自分は正直、そういう話を聞くと「うさんくさ」と思ってしまう。物理法則みたいな話であれば納得できるのだけど、教育や哲学の文脈でそういう話を聞いたところでどうにもピンとこない。
ふと、これはNT(知識人)とSP(職人)という気質の違いから来る違和感なのではないか?と思い至った。NTとSPの対比を軸に、外界の捉え方を考察してみる。
NTの「宇宙」:普遍的な法則性を追求するための抽象的空間
NTにとって、外界は「理解すべき構造」として存在する。すべての事象には法則やメカニズムがあり、それを明らかにすることに価値を感じる。
「宇宙」という言葉に惹かれる理由のひとつもここにあるのかな、と思う。「宇宙の法則」とは、外界のすべてを包摂する普遍的な原則のことだ。NTは、その法則性や秩序を解明することを望む。

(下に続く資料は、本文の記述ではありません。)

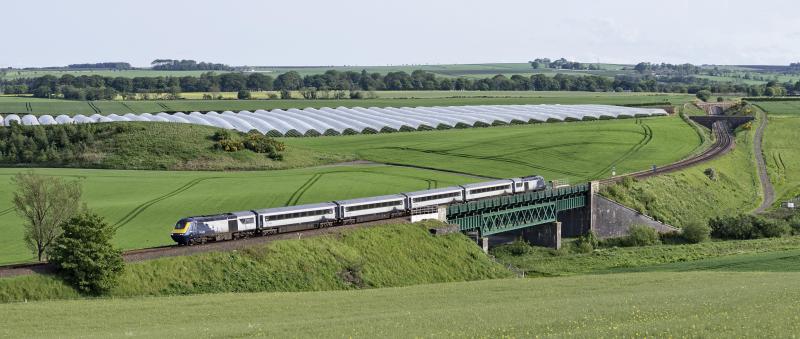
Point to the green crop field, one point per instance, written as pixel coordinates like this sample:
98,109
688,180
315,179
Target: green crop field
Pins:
691,194
781,254
691,304
780,147
575,151
28,105
145,204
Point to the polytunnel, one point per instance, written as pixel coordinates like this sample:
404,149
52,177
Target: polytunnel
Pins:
30,120
12,118
344,120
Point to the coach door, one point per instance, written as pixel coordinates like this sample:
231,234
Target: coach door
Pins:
233,225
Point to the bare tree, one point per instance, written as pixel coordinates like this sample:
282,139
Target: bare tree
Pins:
45,203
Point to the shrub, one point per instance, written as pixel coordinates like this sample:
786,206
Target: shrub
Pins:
84,256
711,173
696,232
641,235
586,243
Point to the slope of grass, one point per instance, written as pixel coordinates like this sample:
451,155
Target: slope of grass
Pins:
690,194
167,146
394,255
693,304
145,204
780,147
544,262
576,151
393,99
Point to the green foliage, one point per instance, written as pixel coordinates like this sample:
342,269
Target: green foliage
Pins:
85,256
703,95
385,256
688,195
711,173
696,231
144,204
641,235
44,203
746,226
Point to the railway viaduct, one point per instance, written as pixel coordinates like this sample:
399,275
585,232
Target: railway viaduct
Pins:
543,217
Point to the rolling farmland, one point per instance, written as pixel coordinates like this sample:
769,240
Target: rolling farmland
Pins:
576,151
616,305
145,203
28,105
780,147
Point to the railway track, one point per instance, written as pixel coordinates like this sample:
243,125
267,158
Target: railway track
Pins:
174,250
723,144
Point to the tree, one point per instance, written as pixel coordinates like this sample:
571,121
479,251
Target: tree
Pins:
696,231
44,203
84,255
703,94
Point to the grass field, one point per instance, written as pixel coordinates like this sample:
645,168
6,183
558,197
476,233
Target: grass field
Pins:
692,304
576,151
145,204
28,105
690,194
385,256
780,147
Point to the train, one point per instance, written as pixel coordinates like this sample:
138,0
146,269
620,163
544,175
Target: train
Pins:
268,221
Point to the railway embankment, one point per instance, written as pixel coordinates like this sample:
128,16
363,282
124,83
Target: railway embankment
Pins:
385,256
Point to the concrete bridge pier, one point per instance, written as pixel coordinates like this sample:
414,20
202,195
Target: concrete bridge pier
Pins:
545,235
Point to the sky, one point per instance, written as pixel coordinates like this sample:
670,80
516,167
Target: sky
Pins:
356,32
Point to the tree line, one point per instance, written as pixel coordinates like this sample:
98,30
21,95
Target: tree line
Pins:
96,87
187,65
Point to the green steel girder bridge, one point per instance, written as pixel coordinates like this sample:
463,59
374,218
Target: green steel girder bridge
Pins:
511,212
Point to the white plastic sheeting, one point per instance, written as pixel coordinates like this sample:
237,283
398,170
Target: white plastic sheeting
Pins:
343,120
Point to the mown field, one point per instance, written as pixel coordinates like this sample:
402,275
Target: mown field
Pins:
575,151
768,255
692,194
28,105
780,147
144,205
375,257
690,304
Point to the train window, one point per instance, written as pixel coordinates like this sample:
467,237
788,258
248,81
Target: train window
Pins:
489,189
375,205
437,197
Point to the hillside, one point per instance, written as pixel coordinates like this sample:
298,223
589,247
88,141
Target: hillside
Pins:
384,256
693,194
689,304
137,145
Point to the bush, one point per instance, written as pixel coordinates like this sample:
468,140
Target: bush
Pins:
747,226
243,95
641,235
711,173
696,232
84,256
586,243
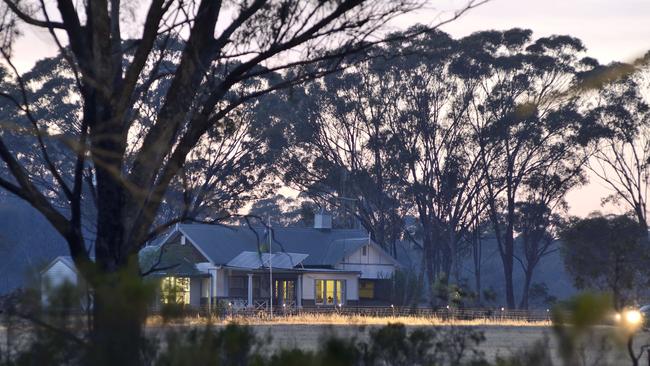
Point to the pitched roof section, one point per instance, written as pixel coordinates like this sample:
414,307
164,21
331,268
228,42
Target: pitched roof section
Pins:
253,260
324,247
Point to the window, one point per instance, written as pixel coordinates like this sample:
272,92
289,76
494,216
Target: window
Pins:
329,292
366,289
175,290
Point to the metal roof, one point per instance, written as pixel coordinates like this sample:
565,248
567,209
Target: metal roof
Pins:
221,244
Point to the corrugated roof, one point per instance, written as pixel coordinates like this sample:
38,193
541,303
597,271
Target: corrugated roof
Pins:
254,260
323,247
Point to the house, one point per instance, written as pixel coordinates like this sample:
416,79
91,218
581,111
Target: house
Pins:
59,272
305,267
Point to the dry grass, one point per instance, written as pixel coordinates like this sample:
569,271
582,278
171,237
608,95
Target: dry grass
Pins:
346,319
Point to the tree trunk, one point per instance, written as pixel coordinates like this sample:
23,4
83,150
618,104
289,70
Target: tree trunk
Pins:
477,267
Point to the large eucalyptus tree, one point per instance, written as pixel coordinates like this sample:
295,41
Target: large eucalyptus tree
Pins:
231,52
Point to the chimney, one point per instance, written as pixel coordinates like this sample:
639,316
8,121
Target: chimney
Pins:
322,220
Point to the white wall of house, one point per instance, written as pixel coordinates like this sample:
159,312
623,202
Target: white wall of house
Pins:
351,284
375,264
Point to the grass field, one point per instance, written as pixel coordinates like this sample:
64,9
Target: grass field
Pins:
502,337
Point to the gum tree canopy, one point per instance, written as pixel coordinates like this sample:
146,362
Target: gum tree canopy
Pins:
212,55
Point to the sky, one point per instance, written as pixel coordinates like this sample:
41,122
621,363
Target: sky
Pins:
612,30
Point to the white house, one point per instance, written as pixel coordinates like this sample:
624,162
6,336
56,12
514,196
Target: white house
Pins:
200,265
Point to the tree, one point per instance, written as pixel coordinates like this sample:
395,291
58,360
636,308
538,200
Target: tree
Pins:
525,120
606,253
231,53
621,117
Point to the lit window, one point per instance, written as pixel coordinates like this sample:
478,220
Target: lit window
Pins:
175,290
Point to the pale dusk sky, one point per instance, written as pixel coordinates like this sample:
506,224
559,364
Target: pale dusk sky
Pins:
612,30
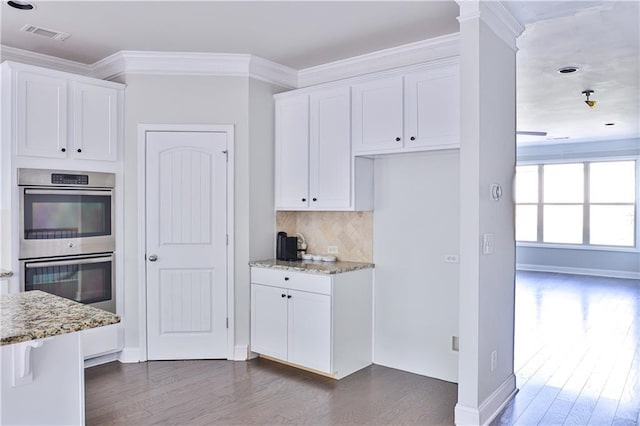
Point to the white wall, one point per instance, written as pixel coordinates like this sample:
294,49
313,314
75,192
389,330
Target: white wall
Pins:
615,263
196,100
415,223
487,155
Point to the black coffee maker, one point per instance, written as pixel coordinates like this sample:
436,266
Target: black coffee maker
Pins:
286,247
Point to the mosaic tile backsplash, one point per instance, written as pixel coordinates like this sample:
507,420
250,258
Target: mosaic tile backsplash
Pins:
351,232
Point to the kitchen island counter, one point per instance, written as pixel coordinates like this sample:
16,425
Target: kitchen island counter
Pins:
313,267
41,357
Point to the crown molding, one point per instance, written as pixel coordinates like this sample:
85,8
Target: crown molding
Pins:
38,59
194,64
496,16
395,57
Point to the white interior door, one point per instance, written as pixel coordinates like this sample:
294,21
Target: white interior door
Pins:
186,244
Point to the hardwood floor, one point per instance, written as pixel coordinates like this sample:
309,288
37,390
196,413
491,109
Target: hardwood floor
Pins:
577,362
577,351
261,392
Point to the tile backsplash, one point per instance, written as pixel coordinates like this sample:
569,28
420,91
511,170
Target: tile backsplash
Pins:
350,232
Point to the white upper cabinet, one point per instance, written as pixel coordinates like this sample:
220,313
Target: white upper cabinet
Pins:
330,149
314,166
416,111
95,122
292,153
432,108
41,115
61,115
377,115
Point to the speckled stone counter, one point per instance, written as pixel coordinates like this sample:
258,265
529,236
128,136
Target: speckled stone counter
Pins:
313,267
35,314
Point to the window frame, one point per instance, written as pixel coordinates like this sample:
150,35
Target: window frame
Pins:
586,203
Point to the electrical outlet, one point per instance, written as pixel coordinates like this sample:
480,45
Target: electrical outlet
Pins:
451,258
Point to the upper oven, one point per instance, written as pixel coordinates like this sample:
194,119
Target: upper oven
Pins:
65,213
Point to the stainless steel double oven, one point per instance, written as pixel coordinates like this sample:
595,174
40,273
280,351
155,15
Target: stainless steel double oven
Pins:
67,235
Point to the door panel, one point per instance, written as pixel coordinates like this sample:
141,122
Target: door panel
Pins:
269,320
186,231
309,317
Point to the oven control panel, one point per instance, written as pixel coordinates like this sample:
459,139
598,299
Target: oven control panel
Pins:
64,179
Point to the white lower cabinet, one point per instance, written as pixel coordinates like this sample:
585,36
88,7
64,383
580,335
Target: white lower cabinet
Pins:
315,321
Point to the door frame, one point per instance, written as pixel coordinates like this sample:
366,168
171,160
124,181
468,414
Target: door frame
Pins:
143,129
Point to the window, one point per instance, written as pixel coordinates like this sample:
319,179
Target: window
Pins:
586,203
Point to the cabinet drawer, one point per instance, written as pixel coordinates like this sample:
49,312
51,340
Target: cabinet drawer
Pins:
292,280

例えば、経営者が「成功に繋がる宇宙の法則がある」と語るとき、それは自分が行動するための客観的なルールを明らかにしようとする試みのように見える。
外界のすべてを包括する「宇宙」は、彼らにとって普遍的な法則性を保つための理想的な舞台であり、外界をコントロールするための鍵となるのだろう。
SPの「世界」:主観的な経験で形作られる仮想空間
一方、SPにとっての外界は自身の視点や意味付けからの延長線上に存在している。外界構築のプロセスに普遍的な法則や秩序というものが干渉することはなく、主観的な現実経験がこの世界における全ての出発点である。
SPは、自身の価値観を外界にそのまま投影する。「宇宙は存在する」と主張するSPは、学校の授業や周りの人から「宇宙」についての話を聞いて、それを「もっともらしい」と判断し内面化しているだけに過ぎない。「話を聞く」という主観的経験を出発点として「世界」が広がっている。NTのように、「宇宙が存在すると仮定しないともろもろの現象に説明がつかない」という包括的な思考を経ているわけではない。

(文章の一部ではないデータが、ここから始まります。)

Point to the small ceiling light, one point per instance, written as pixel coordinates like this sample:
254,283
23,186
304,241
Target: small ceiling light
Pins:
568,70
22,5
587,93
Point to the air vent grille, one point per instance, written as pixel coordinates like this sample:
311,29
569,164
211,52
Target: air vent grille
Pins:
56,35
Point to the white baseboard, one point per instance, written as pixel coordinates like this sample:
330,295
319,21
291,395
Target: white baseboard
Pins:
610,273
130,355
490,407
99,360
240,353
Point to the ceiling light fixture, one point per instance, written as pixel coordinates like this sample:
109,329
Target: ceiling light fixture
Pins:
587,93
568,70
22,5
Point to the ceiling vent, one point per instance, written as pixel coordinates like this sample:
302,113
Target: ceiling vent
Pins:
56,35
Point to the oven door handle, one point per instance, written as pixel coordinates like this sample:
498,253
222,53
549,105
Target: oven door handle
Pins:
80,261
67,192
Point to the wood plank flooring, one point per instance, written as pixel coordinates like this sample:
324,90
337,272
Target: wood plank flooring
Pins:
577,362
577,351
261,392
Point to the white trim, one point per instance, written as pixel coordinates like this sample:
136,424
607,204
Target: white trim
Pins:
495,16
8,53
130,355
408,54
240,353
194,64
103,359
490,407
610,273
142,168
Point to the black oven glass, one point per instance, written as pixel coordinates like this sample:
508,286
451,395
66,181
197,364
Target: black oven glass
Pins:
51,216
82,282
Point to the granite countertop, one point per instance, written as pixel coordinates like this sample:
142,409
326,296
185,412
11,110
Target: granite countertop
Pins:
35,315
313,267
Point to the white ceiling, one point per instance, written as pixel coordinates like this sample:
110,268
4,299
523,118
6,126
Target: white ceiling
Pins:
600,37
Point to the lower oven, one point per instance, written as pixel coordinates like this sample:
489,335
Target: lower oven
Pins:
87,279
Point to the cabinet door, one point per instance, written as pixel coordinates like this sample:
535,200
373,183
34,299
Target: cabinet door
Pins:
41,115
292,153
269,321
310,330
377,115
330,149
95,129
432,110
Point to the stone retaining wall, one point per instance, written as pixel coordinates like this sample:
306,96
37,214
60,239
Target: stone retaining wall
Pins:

自分(ISFP)の場合、外界を「宇宙」として捉える感覚があまりない。自分にとっての世界は、目に見えて手に届く範囲内のもので完結している。なので、自分が死んでも世界は変わらず続いていくなんて思っておらず、死を迎えた瞬間と同時にこの世界も無に帰すのだと本気で考えている。あくまでも主観的な観測ありきでの「世界」なのだ。
結論:どちらも正しい
NTが追求する「普遍的な法則性」とSPが重視する「主観的な観測」は、一見対立しているようで、実際には相互に依存している。宇宙探索は宇宙が確かに存在することの証明である一方で、その証明の過程には必ず主観的観測というプロセスが存在する。これら2つの外界認識の仕方は表裏一体的であり、どちらも正しいと言える。
宇宙があるから世界があるのか、世界があるから宇宙があるのか。これらの主従関係は不安定な均衡のもとに成り立っており、なにかの拍子で容易に逆転し得るものであると思う。
だから自分は「宇宙の真理」みたいな言説に対してうさんくささを覚えるんだろうか。説明に都合の良い視点からの解釈に偏っているように感じるから。